RESOLVED that the Board of Directors hereby ratifies, confirms and approves that, upon the filing with FINRA of the OTC Equity Issuer Notification Form (the “Notice”), the Company shall effectuate the Reverse Stock Split in accordance with the following provisions:





"Simultaneously with the effective date of this amendment (the "Effective Date"), each share of the Company's common stock, $0.00001 par value, issued and outstanding immediately prior to the Effective Date (the "Old Common Stock") shall automatically and without any action on the part of the holder   thereof be reclassified as and changed, pursuant to a reverse stock split, into any fraction thereof, into 1/100 of a share of the Company's outstanding Common Stock, $0.00001 par value (the "New Common Stock"), depending upon a determination by the Board that a Reverse Stock Split is in the best interests of the Company and the Shareholders, subject to the treatment of fractional share interests as described below. Each holder of a certificate or certificates, which immediately prior to the Effective Date represented outstanding shares of Old Common Stock (the "Old Certificates," whether one or more) shall be entitled to receive at their option to surrender such Old Certificates to the Company's Transfer Agent for cancellation, a certificate or certificates (the "New Certificates," whether one or more) representing the number of whole shares of the New Common Stock into which and for which the shares of the Old Common Stock formerly represented by such Old Certificates so surrendered, are reclassified under the terms hereof.


From and after the Effective Date, Old Certificates shall represent only the right to receive New Certificates pursuant to the provisions hereof. No certificates or scrip representing fractional share interests in New Common Stock will be issued, and no such fractional share interest will entitle the holder thereof to vote, or to any rights of a shareholder of the Company. Any fraction of a share of New Common Stock to which the holder would otherwise be entitled will be adjusted upward to the nearest whole share.

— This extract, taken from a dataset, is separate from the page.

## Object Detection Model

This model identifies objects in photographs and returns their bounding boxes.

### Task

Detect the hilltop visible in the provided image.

If more than one Old Certificate shall be surrendered at one time for the account of the same Shareholder, the number of full shares of New Common Stock for which New Certificates shall be issued shall be computed on the basis of the aggregate number of shares represented by the Old Certificates so surrendered. In the event that a holder elects to tender to the Company's Transfer Agent the Old Certificates and the Transfer Agent determines that a holder of Old Certificates has not tendered all his certificates for exchange, the Transfer Agent shall carry forward any fractional share until all certificates of that holder have been presented for exchange such that payment for fractional shares to any one person shall not exceed the value of one share. If any New Certificate is to be  issued in a name other than that in which the Old Certificates surrendered for exchange are issued, the Old Certificates so surrendered shall be properly endorsed and otherwise in proper form for transfer. From and after the Effective Date the amount of capital represented by the shares of the New Common Stock into which and for which the shares of the Old Common Stock are reclassified under the terms hereof shall be the same as the amount of capital represented by the shares of Old Common Stock so reclassified, until thereafter reduced or increased in accordance with applicable law."


FURTHER RESOLVED that the Board of Directors may abandon such proposed amendment without further action by the Shareholders, and that the Board of Directors hereby ratifies, confirms and approves that, in conjunction with the Reverse Stock Split, the officers of the Corporation be and hereby are authorized to prepare a notice to be filed with FINRA regarding effectuation of the Reverse Stock Split as of approximately October 26, 2010.


 

There being no further business to come before the Board of Directors, the meeting was adjourned.